A couple years ago after years of virtually non-stop time with my small bosses, I needed a break. Being the infinitely good sport that he is, my husband agreed it was a good idea. So, I booked a ticket to the city where I was born, Buffalo, New York. Hubby was surprised that I would pick Buffalo as my private vacation destination, but I told him that it wasn’t getting away if it didn’t involve two flights’ distance between us.

So, on Friday, June 12th, 2009 (yes…the date is engraved in my memory), I started my first solo adventure in 8 years. Sure. I’d traveled during those 8 years, but not entirely on my own just for the purpose of fun and relaxation. This was a HUGE deal. I was actually going to be free to do whatever I wanted whenever I wanted for three full days. My mind was dizzy with possibilities. Aside from my luggage, I had no baggage. I felt lighter than I’ve felt in years.
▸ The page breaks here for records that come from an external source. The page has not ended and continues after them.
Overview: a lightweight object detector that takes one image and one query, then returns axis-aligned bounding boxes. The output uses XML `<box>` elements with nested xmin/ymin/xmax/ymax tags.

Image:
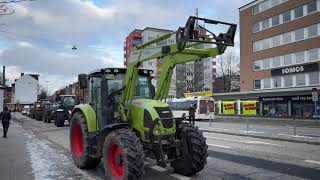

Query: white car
<box><xmin>22</xmin><ymin>105</ymin><xmax>30</xmax><ymax>116</ymax></box>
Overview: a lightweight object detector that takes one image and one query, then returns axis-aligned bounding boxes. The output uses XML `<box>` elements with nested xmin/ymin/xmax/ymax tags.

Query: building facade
<box><xmin>124</xmin><ymin>27</ymin><xmax>216</xmax><ymax>98</ymax></box>
<box><xmin>14</xmin><ymin>73</ymin><xmax>39</xmax><ymax>104</ymax></box>
<box><xmin>237</xmin><ymin>0</ymin><xmax>320</xmax><ymax>117</ymax></box>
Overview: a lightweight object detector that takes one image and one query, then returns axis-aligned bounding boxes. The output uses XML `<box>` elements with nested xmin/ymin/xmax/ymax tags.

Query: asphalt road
<box><xmin>2</xmin><ymin>113</ymin><xmax>320</xmax><ymax>180</ymax></box>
Although I’d made plans to see friends and family during my visit, I made sure to allow myself one 24-hour day of complete solitude. So, on my first full-day in New York I made a promise to myself: I would do only what I felt like doing, even if that meant staying in bed in my hotel all day and reading. I had no obligations, and I was going to suck up every minute of that freedom.

That day was my personal heaven. I had no specific plans. I would go where the spirit led me. I planned to check things off my to-do list that I didn’t even know were on my to-do list. I ran the track at a local high school because I had to see what living at altitude would do for my running game at sea level. (It didn’t help as much as I imagined it would.) After that, I purchased an enormous vanilla latte, which I leisurely enjoyed while getting ready for the rest of my day. Uninterrupted, ridiculously long, hot shower? Check.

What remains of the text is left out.